ISLAMABAD: After terming the locally manufactured ventilators useless, Minister of Science and Technology, Senator Shibli Faraz, has also claimed that the vehicles being manufactured and assembled in the country are not as per international standards.
During a meeting with officials of Pakistan Standard and Quality Control Authority (PSQCA), the minister opined that despite the ever jumping prices of local vehicles, their quality was not up to the global standard.
As per official sources, the minister, while referring to substandard goods being prepared in the country, said that despite the skyrocketing prices of cars in the country, their safety standard and quality were far behind the one set in the international market.
The minister remarked against the locally assembled vehicles at a time when he is being briefed by manufactures and assemblers of ventilators about the quality of the products as local ventilators hardly meet the standard set globally. He said there were 16 functions in ventilators but the ones being made locally have only four.
Interestingly following the briefing, the minister started praising manufacturers of ventilators for their contribution.
It may be recalled here that the former minister of science and technology had claimed that the ministry has framed the draft of first-ever national standards for locally produced vehicles, despite opposition from the automotive manufacturers. However, manufacturers of vehicles have termed the draft standard as “simply a list of international regulations, without facilities and implementing mechanism”.
Earlier in a letter to the Ministry of Industries and Production, the Pakistan Automotive Manufacturers Association (PAMA) said that the ministry failed to process the standards in accordance with established legal and regulatory practices.
PAMA, which represents the manufacturers of passenger cars, light and heavy commercial vehicles, two, three-wheelers and farm tractors in the country, stated that the manufacturers, in fact, have never opposed the introduction of standards and that they have rather pleaded the government to bring international standards that were promised and prescribed under the Auto Policy for all the existing and the new investors.
However, they said, PSQCA, an attached department of the Ministry of Science and Technology, authorised to dispense and administer the standards, was in a dilapidated state in terms of infrastructure and manpower.

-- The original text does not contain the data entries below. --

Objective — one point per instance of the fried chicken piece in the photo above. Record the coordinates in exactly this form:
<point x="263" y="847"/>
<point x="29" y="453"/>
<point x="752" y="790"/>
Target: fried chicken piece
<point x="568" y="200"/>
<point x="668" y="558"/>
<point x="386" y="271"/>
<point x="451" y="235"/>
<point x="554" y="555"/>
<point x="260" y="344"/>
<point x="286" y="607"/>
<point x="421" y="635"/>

According to PAMA, the antiquated law gives immense powers to PSQCA where whims and arbitrariness dominate; therefore, it would be suicidal for the industry to acquiesce to such an unfair arrangement. “Please bring international standards and equip PSQCA with requisite testing facilities but deploy well-versed manpower for the real benefit to the industry and the public at large,” the letter stated.

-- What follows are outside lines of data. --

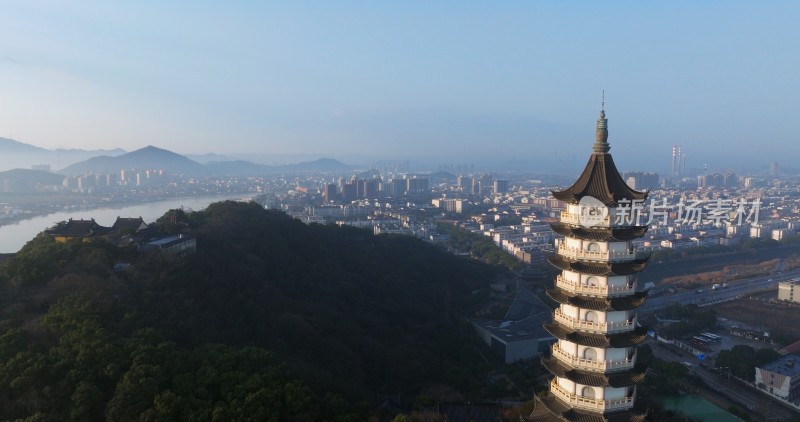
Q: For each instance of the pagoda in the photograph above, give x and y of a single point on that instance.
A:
(594, 358)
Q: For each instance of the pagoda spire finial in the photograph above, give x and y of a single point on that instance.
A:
(601, 134)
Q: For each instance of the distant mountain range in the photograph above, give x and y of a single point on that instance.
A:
(16, 155)
(34, 177)
(152, 157)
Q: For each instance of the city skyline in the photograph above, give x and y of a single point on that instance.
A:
(448, 82)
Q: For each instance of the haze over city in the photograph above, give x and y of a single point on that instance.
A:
(369, 81)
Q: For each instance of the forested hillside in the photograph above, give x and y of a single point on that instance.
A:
(270, 319)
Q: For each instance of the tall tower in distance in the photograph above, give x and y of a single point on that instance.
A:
(594, 358)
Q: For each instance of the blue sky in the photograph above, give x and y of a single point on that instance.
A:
(448, 81)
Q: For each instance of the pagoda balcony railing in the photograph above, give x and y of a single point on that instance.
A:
(592, 326)
(608, 256)
(573, 218)
(580, 402)
(590, 289)
(591, 364)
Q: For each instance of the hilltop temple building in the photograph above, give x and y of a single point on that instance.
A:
(594, 358)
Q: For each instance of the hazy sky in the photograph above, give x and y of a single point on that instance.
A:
(408, 79)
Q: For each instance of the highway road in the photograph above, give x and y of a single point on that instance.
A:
(721, 383)
(707, 296)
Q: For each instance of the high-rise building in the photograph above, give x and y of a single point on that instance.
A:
(594, 358)
(500, 186)
(330, 193)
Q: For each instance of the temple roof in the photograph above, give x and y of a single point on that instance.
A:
(599, 268)
(598, 303)
(627, 339)
(562, 411)
(80, 228)
(600, 179)
(594, 379)
(603, 234)
(134, 224)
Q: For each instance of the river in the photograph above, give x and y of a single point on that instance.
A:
(14, 236)
(697, 408)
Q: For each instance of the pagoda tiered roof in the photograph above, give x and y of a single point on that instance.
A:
(594, 379)
(600, 180)
(624, 303)
(626, 339)
(599, 268)
(602, 234)
(562, 411)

It said since PSQCA is incapable to certify products in a way that is acceptable to WP29 member countries, the government must devise a mechanism to ensure locally manufactured vehicles adherence with international regulations as per WP29 prescribed rules under 1958 agreement.
Furthermore, the Engineering Development Board (EDB), an attached department of Ministry of Industries and Production, wanted to take the affairs into its control while on the other hand, PSQCA, wished to hold the power of enforcing standards despite the fact that both the organisations lack facilities like labs, testing centres etc.
According to officials, PSQCA has a legislative mandate to develop standards to which manufacturers must conform and certify compliance.
At present, no authority or department was monitoring implementation of locally manufactured car standards as these were not on PSQCA’s mandatory list.
Last year, Pakistan, despite lacking the required facilities, had adopted the international safety standard regulations to ensure that the vehicles being manufactured and assembled in the country meet the global standard.